Under an unrestricted mean and covariance structure, raw maximum likelihood and EM return identical parameter estimate values. Unlike EM, however, raw maximum likelihood can be employed in the context of fitting user-specified linear models, such as structural equation models, regression models, ANOVA and ANCOVA models, etc. Raw maximum likelihod also produces standard errors and parameter estimates under the assumption that the fitted model is not false, so parameter estimates and standard errors are model-dependent. That is, their values will depend upon the model chosen and fitted by the investigator.

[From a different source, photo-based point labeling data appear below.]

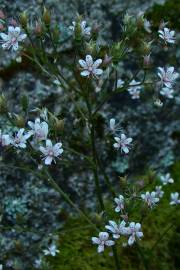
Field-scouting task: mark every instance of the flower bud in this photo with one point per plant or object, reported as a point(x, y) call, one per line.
point(46, 17)
point(38, 29)
point(91, 47)
point(2, 15)
point(59, 125)
point(3, 105)
point(1, 27)
point(24, 102)
point(107, 60)
point(147, 61)
point(13, 22)
point(118, 50)
point(140, 20)
point(23, 19)
point(158, 103)
point(78, 30)
point(146, 48)
point(19, 121)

Raw maximum likelihood missing data handling is currently implemented in the AMOS structural equation modeling package currently supported by ITS. The primary advantage of this method from a practical standpoint is that it is built in to the software package: the AMOS user simply clicks on a check box to enable missing data handling. The program then fits the analyst's model using the raw maximum likelihood missing data handling approach. Any general linear model including ANOVA, ANCOVA, MANOVA, MANCOVA, path analysis, confirmatory factor analysis, and numerous time series and longitudinal models can be fit using AMOS.

Other software packages that use the raw maximum likelihood approach to handle incomplete data are the MIXED procedure in SAS and SPSS (see the paper titled "Linear mixed-effects modeling in SPSS”) and Michael Neale's MX. The MIXED procedure can fit ANOVA, ANCOVA, and repeated measures models with time-constant and time-varying covariates. You should strongly consider using a MIXED procedure instead of SAS PROC GLM or the SPSS General Linear Models (GLM) procedures whenever you have repeated measures data with missing data points. The MIXED procedures can also fit hierarchical linear models (HLMs), also known as multilevel or random coefficient models. MX is a freeware structural equation modeling program.

Raw maximum likelihood has the advantage of convenience/ease of use and well-known statistical properties. Unlike EM, it also allows for the direct computation of appropriate standard errors and test statistics. Disadvantages include an assumption of joint multivariate normality of the variables used in the analysis and the lack of a raw data matrix produced by the analysis. Recall that the raw maximum likelihood method only produces a covariance matrix and a vector of means for the variables; the statistical software then uses these as imputes for further analyses.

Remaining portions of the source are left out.